8月9日(土)には絵を描いた中島加名のトークイベントがあり、本物のミズクラゲや海の生き物が「おでかけえのすい」(テラスモール湘南)でご覧いただけます。
越前市出身 絵本作家かこさん、未来託す思い
複製原画、下絵でたどる
静かで涼やかな会場で絵に見入る方々の姿が印象的な藤沢市アートスペースでの「かこさとし作品展 〜これまでの100年、そして未来へ〜」について、福井新聞文化面で2025年7月30日に紹介されました。
紙面には、初公開『くらげのパポちゃん』の絵を見る来場者の方の写真も掲載され、本展示の構成やそこに込められた思いを説明、「かこが歩んできた100年を絵本で振り返り、未来について考える夏にしてほしい」というメッセージを結びに伝えていただきました。
2025年7月30日 福井新聞 かこさとし作品展
展示会に設けられている越前市情報コーナー
スタンプラリーも実施中。

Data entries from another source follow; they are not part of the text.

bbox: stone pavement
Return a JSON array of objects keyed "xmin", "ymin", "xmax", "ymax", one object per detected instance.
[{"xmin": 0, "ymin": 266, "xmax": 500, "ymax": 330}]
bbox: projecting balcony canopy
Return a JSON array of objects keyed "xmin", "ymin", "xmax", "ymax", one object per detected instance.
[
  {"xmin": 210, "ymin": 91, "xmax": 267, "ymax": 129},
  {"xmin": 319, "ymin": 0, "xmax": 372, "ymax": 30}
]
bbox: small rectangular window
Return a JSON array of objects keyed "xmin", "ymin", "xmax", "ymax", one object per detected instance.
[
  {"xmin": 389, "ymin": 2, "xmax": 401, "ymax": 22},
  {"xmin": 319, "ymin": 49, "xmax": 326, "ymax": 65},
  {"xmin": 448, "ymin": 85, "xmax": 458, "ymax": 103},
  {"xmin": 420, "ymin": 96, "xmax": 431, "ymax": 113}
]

ゆったりした時間が流れる越前市を訪れてみませんか。
かこさとしが20代半ば川崎セツルメント(ボランティア)活動を始めた頃、毎週日曜日には南武線の鹿島田駅で降り、徒歩で古市場(ふるいちば)第2公園、通称三角ひろばに向かいました。
駅前の道は雨が降るとぬかるむ中、子どもたちが絵を描いたり、ガリ版刷りの新聞に使う藁半紙を駅前のお店で買い求めて、毎週日曜日、加古自身が借りていた小さな貸家に通いました。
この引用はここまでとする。